Online Convex Optimization in the Random Order Model

ICML 2020  ·  Dan Garber, Gal Korcia, Kfir Levy ·

Online Convex Optimization (OCO) is a powerful framework for sequential prediction, portraying the natural uncertainty inherent in data-streams as though the data were generated by an almost limitless adversary. However, this view, which is often too pessimistic for real-world data, comes with a price. The complexity of solving many important online tasks in this adversarial framework becomes much worse than that of their offline counterparts. In this work we consider a natural random-order version of the OCO model, in which the adversary can choose the set of loss functions, but does not get to choose the order in which they are supplied to the learner; Instead, they are observed in uniformly random order.
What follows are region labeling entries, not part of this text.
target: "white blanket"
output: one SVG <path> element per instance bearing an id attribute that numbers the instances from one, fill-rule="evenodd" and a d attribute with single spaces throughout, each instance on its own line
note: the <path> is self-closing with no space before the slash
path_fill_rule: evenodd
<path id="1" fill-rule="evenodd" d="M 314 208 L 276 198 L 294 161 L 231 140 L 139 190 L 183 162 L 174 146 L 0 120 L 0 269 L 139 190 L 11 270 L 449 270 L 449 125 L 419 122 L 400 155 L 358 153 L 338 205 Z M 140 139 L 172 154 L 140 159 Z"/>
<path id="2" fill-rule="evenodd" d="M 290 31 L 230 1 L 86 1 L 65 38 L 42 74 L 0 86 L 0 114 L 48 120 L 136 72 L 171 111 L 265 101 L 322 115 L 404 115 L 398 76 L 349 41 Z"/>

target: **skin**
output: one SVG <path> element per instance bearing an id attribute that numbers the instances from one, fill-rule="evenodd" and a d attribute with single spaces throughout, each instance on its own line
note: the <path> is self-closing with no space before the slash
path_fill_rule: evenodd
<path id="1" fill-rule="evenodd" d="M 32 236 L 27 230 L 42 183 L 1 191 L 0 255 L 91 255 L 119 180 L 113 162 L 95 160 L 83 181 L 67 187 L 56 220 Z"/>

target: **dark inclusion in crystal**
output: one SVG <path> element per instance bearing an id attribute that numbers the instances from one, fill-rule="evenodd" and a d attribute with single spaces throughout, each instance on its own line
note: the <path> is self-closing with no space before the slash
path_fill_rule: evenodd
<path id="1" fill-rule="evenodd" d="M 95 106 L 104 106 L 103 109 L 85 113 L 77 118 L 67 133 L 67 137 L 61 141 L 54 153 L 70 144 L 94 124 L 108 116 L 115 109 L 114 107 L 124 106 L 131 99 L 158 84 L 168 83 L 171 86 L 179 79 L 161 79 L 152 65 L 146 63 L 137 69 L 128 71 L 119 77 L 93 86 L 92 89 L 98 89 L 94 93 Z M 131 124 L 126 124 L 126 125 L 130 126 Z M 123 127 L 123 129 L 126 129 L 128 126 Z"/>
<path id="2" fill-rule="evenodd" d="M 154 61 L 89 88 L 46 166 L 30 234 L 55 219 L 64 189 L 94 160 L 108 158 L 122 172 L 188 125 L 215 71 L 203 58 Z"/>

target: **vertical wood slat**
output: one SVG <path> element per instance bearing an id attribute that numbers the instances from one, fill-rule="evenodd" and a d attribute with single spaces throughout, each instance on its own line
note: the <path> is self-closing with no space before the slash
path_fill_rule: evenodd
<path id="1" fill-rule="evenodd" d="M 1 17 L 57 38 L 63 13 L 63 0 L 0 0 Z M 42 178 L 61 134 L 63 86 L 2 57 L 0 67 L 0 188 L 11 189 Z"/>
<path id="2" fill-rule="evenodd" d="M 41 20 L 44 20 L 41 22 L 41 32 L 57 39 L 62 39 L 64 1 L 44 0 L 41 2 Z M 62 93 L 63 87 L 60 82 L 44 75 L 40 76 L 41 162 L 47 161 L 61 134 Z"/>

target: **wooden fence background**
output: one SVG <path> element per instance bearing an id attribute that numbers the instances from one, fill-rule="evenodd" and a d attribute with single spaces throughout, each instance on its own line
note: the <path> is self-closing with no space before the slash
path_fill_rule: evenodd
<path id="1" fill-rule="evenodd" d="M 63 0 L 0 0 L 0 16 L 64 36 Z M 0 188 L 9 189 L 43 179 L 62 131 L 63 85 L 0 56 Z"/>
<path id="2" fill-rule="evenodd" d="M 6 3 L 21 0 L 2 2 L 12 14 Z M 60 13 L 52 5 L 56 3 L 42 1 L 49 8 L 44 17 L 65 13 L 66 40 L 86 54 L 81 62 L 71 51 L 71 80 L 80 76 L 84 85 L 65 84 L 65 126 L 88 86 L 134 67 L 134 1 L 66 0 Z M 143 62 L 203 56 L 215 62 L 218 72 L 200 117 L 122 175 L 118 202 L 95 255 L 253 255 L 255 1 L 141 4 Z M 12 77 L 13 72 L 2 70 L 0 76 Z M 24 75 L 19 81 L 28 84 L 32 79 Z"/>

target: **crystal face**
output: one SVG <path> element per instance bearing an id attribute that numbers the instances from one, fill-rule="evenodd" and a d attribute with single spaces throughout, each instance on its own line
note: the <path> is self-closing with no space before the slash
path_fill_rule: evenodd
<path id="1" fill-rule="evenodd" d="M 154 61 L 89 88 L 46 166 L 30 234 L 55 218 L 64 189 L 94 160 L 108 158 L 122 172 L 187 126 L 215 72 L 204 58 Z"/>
While such a model is clearly not suitable for temporal data, which inherently depends on time, it is very much plausible in distributed settings, in which data is generated by multiple independent sources, or streamed without particular order. Focusing on two important families of online tasks, one which generalizes online linear and logistic regression, and the other being online PCA, we show that under standard well-conditioned-data assumptions (that are often being made in the corresponding offline settings), standard online gradient descent (OGD) methods become much more efficient in the random-order model. In particular, for the first group of tasks which includes linear regression, we show that OGD guarantees polylogarithmic regret (while the only method to achieve comparable regret in the fully-adversarial setting is the Online-Newton Step method which requires quadratic memory and at least quadratic runtime). This result holds even without assuming the convexity of individual loss functions. In the case of online k-PCA, we show that OGD minimizes regret using only a rank-k SVD on each iteration and requires only linear memory (instead of nearly quadratic memory and/or potentially high-rank SVDs required by algorithms for the fully-adversarial setting).